Fail detection validation. A rule definition alone does not prove that a representative event creates the expected alert, severity, owner assignment, and routing.

## Case 3: Backup remediation without restore validation

**Input**

```yaml
incident: destructive malware wiped file server
root_cause: backups were online and deleted by attacker
remediation:
id: REM-003
ticket: DR-220
status: closed
action: create immutable backups
verification:
backup_job: captured
immutability_policy: captured
restore_test: missing
recovery_time_result: missing
residual_risk: undocumented
```

**Expected result**

Mark closure as partial. The implementation evidence is useful, but corrective control verification requires a restore test and documented recovery result.

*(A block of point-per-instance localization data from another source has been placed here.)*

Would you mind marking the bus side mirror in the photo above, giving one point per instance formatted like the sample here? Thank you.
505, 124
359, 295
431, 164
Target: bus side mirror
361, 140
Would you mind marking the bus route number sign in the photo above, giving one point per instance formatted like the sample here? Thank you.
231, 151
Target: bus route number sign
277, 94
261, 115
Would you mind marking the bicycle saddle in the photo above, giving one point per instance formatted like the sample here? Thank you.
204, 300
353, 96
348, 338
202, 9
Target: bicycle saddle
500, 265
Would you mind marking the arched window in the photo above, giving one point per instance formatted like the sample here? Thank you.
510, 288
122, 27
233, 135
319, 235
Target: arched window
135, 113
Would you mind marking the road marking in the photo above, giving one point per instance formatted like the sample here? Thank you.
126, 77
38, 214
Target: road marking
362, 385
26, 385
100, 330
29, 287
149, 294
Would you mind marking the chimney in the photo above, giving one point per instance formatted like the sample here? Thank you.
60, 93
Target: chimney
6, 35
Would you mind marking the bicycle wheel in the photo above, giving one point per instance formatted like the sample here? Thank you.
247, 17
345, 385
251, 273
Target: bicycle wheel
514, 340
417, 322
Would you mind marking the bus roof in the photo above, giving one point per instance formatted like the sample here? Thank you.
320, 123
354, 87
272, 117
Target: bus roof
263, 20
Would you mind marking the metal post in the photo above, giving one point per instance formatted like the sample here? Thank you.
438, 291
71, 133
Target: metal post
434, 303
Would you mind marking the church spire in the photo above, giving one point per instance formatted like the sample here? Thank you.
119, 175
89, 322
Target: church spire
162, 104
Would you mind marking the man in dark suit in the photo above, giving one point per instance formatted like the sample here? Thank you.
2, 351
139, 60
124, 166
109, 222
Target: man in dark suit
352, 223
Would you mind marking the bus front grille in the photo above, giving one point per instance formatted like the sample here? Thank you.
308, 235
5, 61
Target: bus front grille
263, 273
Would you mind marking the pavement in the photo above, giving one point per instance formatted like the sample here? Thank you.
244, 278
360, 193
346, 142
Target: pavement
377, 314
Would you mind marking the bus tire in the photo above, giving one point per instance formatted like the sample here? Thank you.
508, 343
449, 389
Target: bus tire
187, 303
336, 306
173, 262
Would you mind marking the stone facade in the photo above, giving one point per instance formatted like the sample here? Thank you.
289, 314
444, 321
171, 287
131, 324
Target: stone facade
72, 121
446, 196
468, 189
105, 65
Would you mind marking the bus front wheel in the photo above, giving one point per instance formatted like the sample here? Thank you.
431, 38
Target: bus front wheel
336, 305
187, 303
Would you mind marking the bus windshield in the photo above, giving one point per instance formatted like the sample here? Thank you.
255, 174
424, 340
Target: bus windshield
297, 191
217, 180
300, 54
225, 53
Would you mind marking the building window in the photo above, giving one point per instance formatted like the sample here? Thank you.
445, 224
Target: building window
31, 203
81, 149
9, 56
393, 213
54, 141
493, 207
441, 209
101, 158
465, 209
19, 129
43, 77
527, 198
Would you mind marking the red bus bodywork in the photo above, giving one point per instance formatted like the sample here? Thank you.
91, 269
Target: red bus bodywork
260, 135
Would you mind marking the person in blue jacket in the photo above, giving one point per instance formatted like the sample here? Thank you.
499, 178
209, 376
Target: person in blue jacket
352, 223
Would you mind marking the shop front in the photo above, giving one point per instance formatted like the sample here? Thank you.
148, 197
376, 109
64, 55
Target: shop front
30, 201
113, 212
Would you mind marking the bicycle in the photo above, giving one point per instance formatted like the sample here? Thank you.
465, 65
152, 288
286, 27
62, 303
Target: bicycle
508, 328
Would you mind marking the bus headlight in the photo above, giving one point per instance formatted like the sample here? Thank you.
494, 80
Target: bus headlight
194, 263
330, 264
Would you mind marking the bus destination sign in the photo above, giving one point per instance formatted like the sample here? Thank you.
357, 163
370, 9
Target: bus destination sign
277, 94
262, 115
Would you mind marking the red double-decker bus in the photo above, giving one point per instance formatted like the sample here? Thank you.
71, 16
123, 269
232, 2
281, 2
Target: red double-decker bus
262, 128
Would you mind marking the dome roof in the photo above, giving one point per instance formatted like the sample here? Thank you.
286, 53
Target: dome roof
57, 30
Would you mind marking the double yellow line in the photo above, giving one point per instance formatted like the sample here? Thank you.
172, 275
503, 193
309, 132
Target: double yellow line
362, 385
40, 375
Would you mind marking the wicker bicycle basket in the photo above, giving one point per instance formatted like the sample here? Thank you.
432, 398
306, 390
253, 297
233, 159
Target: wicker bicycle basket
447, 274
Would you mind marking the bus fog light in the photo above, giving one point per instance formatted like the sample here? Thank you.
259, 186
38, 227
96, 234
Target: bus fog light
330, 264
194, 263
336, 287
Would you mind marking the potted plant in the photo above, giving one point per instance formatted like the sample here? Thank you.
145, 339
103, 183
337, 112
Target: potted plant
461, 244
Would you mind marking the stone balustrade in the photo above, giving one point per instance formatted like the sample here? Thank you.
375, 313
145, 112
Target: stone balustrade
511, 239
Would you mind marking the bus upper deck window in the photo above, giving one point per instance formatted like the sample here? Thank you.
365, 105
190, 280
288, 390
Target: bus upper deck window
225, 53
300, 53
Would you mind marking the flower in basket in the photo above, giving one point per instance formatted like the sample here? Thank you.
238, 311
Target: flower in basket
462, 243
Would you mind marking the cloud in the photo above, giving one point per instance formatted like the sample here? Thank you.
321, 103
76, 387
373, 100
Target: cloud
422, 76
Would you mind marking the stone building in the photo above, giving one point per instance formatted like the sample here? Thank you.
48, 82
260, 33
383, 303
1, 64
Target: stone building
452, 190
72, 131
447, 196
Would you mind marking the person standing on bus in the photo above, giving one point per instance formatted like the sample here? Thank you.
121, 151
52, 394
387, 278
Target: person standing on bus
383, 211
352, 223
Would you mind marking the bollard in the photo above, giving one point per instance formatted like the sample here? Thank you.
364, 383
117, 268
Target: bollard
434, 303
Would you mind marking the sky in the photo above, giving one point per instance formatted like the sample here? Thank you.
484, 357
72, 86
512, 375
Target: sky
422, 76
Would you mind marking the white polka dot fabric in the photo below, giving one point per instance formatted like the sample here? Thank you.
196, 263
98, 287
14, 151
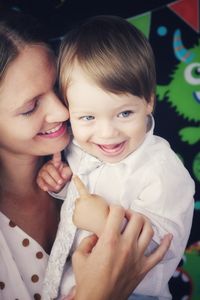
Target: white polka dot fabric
22, 263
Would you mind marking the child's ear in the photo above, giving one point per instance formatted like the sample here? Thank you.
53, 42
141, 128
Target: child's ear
150, 105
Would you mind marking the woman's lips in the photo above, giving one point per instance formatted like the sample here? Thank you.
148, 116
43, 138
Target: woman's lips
54, 132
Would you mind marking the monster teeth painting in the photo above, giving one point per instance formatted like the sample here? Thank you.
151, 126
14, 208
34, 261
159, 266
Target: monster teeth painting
197, 96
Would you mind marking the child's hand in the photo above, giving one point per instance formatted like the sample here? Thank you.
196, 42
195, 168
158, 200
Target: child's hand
90, 211
54, 174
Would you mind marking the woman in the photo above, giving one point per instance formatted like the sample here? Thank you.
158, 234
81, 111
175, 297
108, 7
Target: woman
33, 125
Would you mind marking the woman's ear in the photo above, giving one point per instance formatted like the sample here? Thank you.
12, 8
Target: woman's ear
150, 105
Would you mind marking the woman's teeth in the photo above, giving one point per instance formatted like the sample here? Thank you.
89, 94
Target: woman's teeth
52, 130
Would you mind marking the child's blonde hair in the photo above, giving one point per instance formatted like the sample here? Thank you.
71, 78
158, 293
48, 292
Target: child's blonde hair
113, 53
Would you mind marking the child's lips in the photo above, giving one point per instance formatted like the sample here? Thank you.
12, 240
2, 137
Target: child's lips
112, 149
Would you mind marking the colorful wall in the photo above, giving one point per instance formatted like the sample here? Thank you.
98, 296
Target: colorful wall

## Case 4: Complete closure evidence with recurrence watch

**Input**

```yaml
incident: repeated suspicious admin logins from unmanaged device
root_cause: conditional access policy excluded admin role
remediation:
id: REM-004
ticket: IAM-402
status: ready_for_closure
action: enforce conditional access for admin role
verification:
acceptance_criteria: admin login from unmanaged device must fail
config_export: captured
retest_result: pass
verifier: security-engineering
detection_test: alert routes to soc-primary queue
closure_approver: ciso-delegate
recurrence_monitoring:
watch_period: 60 days
query: failed and blocked admin logins from unmanaged devices
owner: soc-detection
success_criteria: blocked attempts alert and no successful bypasses
escalation: reopen REM-004 if bypass succeeds or alert fails
```

**Expected result**

Pass closure. The action has clear acceptance criteria, implementation evidence, independent validation, detection validation, approval, and recurrence monitoring.